In order to solve the micro-anatomical problems, newly developed methods including Q-ball imaging,87) DSI,88) and spherical deconvolution tractography89) have been used and have consequently contributed to recent neuroscience and brain studies investigating white matter networks and disorders. However, the main drawback of these methods is the extensive amount of data generated and scanning times. These issues will have to be resolved to enable clinical applications in the future.

Preservation of White Matter Tracts

Acquired knowledge about white matter connectivity has enabled neurosurgeons to avoid a permanent neurofunctional deficit according to functional and structural boundaries of glioma excision. For the purpose of maximal resection of the lesion, however, it is unreasonable to preserve all of those white matter tracts, considering neuronal plasticity and compensation.

There is a dynamic functional redistribution that allows extended surgical excision of brain regions in patients with slow-growing lesions such as low-grade glioma.5) This neuroplastic phenomenon also makes it possible to remove broadly the residual lesion in the second surgery of a glioma that had seemed unresectable in the previous operation.90) The functional reshaping process might be elaborated by complimentary compensation of white matter networks such as a relationship between the direct IFOF pathway and the indirect ILF-UF pathway.91) On the other hand, according to a probabilistic atlas of functional resectability of low-grade glioma, there are crucial common regions, that is, “minimal common brain” that need to be preserved to retain hodotopical functions even if involved by the tumor.92)

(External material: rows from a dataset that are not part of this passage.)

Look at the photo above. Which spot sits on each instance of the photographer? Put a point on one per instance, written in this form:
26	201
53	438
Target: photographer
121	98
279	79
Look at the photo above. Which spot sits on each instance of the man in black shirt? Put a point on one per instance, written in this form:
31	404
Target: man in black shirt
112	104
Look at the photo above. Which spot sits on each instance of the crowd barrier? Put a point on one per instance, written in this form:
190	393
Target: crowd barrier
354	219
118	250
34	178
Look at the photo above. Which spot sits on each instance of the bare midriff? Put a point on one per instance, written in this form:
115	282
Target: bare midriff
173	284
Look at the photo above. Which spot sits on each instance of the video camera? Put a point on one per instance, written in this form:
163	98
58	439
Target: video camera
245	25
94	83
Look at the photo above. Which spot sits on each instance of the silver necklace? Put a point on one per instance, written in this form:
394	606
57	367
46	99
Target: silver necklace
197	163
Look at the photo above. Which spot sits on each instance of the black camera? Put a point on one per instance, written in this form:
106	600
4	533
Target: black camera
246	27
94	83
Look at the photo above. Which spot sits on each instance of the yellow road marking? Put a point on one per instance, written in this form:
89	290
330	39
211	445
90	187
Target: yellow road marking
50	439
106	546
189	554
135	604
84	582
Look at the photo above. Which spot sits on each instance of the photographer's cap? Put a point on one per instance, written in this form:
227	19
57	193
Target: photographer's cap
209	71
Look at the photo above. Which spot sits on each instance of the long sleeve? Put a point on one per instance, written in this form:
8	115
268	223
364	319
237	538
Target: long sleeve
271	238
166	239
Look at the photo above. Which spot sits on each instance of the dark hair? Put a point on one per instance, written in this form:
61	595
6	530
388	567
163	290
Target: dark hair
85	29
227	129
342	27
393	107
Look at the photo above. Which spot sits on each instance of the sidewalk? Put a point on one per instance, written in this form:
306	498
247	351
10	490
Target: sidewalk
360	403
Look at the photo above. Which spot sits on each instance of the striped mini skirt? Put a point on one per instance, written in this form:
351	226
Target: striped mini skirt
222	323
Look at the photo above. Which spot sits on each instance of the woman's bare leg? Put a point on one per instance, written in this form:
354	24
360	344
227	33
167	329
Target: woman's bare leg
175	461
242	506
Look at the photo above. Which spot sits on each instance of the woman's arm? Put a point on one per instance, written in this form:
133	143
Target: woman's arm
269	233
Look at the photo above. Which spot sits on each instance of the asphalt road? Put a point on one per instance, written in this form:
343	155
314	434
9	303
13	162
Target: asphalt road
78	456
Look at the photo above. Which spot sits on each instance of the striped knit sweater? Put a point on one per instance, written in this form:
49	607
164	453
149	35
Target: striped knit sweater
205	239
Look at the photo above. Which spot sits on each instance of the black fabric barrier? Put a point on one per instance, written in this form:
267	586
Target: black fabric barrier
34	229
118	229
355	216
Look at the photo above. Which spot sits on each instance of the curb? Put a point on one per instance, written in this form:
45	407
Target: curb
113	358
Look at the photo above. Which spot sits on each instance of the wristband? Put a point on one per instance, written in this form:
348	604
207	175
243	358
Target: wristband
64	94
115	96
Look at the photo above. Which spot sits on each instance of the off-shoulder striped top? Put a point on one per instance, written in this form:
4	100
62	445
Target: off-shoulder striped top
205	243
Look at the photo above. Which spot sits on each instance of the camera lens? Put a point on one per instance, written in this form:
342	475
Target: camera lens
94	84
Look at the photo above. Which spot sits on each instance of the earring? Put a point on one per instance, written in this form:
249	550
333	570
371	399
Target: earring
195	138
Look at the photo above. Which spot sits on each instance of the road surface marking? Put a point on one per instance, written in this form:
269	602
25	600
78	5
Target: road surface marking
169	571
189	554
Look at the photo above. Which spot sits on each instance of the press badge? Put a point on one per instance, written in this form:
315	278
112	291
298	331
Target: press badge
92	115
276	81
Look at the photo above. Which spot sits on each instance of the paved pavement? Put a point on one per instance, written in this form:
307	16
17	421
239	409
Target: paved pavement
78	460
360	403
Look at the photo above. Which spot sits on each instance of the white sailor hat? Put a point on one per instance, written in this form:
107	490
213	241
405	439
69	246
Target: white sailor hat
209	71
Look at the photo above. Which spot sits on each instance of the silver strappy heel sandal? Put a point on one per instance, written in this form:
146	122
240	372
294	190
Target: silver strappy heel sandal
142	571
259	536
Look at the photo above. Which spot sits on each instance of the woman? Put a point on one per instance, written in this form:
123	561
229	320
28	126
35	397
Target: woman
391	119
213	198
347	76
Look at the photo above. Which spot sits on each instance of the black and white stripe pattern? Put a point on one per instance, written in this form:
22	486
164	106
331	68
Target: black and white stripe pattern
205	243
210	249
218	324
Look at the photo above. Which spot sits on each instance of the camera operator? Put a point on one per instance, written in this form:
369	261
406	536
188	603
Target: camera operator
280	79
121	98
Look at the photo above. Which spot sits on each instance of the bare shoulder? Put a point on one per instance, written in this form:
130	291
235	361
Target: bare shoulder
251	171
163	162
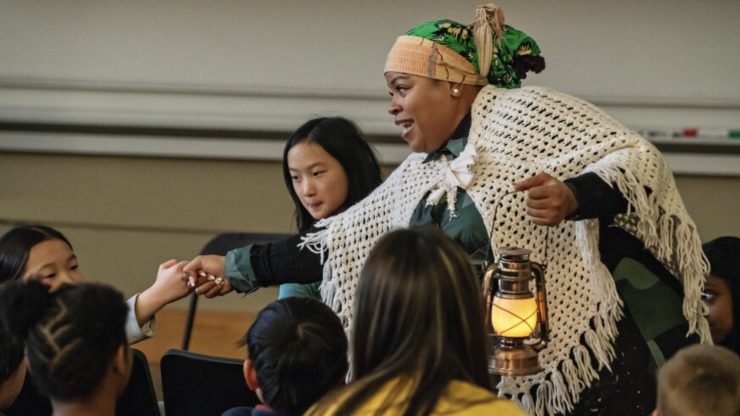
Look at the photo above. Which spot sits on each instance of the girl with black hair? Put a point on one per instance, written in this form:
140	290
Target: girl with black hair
75	342
328	167
37	251
419	339
722	291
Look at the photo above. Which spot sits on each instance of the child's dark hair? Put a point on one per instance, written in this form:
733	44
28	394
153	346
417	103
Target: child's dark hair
299	351
342	140
418	319
11	354
16	245
71	334
723	254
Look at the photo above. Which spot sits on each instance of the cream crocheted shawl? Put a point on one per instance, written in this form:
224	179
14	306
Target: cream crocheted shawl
517	134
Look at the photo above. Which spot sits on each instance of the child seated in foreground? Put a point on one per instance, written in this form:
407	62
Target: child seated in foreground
297	352
700	380
722	291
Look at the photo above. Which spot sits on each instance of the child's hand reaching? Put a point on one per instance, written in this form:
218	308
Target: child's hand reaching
168	287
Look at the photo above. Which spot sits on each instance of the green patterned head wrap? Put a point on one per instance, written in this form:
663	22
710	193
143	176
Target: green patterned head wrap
513	53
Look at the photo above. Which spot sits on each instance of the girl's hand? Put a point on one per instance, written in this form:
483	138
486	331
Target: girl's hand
205	274
211	286
168	287
549	200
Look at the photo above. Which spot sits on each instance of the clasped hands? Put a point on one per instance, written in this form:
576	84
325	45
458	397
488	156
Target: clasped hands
205	274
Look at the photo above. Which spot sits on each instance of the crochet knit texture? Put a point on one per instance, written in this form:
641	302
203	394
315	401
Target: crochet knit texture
517	134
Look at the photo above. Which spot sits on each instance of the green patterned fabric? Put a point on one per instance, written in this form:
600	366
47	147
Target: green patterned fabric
503	73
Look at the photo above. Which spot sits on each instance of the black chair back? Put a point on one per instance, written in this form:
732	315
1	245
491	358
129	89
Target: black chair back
139	398
220	245
196	384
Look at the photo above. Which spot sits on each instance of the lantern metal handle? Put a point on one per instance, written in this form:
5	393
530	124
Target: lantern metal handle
544	329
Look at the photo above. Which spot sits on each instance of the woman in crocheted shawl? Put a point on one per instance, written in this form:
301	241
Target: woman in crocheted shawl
625	267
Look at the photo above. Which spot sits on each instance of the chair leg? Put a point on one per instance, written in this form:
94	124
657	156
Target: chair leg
190	320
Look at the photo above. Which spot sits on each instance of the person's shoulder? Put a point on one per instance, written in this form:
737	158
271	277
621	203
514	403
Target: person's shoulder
477	400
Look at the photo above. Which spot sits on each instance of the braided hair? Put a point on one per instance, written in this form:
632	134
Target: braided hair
71	334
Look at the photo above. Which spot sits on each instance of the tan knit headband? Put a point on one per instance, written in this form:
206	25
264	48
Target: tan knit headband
418	56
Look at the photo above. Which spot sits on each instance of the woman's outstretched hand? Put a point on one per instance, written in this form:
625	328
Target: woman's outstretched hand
549	200
206	275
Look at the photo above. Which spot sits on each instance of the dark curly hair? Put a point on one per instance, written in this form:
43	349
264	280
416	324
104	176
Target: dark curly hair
71	334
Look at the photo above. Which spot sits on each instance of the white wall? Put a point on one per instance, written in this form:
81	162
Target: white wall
272	64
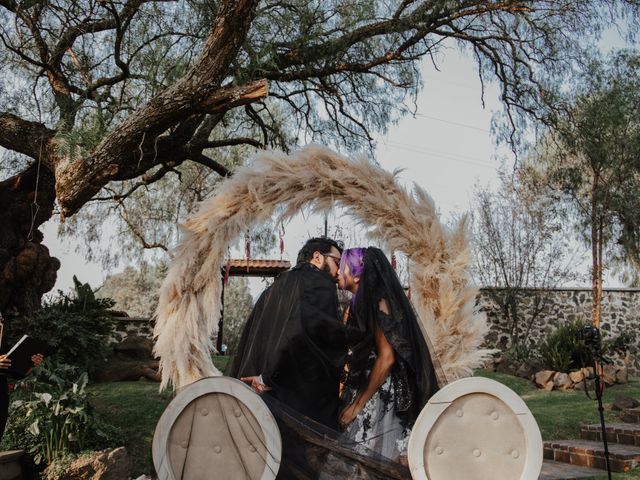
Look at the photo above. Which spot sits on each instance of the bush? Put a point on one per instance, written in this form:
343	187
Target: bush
78	326
51	416
563	350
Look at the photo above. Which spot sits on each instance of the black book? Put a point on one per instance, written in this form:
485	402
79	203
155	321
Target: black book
20	356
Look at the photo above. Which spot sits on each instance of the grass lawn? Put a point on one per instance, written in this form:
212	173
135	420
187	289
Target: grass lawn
135	407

The dilemma regarding maximal tumor resection and functional preservation is always present in glioma surgery. From the perspective of quality of life (QOL), postoperative transient dysfunction such as akinesia due to SMA syndrome, most of which could completely improve by 1–3 months even after excision of SMA lesion, should be avoided to enable patients to return to their life as soon as possible.1) Dysfunction of negative motor network, partial defect of visual field, and hemi-spatial agnosia are also factors that might prevent patients from going back to their professional work completely. On the other hand, however, the transient nature of SMA syndrome might permit more removal of the tumor infiltrating to the SMA. A concept of “onco-functional balance” is important in the neuro-oncological treatment to accommodate better outcomes of overall survival and functional morbidity, and QOL.93) Therefore, a tailor-made surgical strategy should be systematically proposed especially in slow-growing low-grade glioma.

Conclusion

A DES during awake surgery for the resection of glioma can identify cortical and subcortical eloquent structures by eliciting specific neurological symptoms, which originate from the transient disruption of cortico-subcortical axonal networks. Owing to the recent development of visualization techniques for white matter tracts, most of these bundles can be reconstructed and clearly visualized using DTI. Thus, DTI tractography provides neurosurgeons with knowledge that considerably aids preoperative planning for glioma surgery; however, the risk exists that neurosurgeons may be misled into inappropriate decisions during the surgical resection of brain structures, as DTI cannot visualize the actual anatomy of the white matter fibers. In addition to the critical information acquired via intraoperative DES, it is important to identify the surgical boundaries of brain regions not only with a view to achieve the maximal incision of the glioma but also with consideration to the concept of onco-functional balance.

Footnotes

Conflicts of Interest (COI) Disclosure

The authors declare that they have no conflict of interest. All authors who are the members of The Japan Neurosurgical Society (JNS) have registered online Self-reported COI Disclosure Statement Forms through the website for JNS members.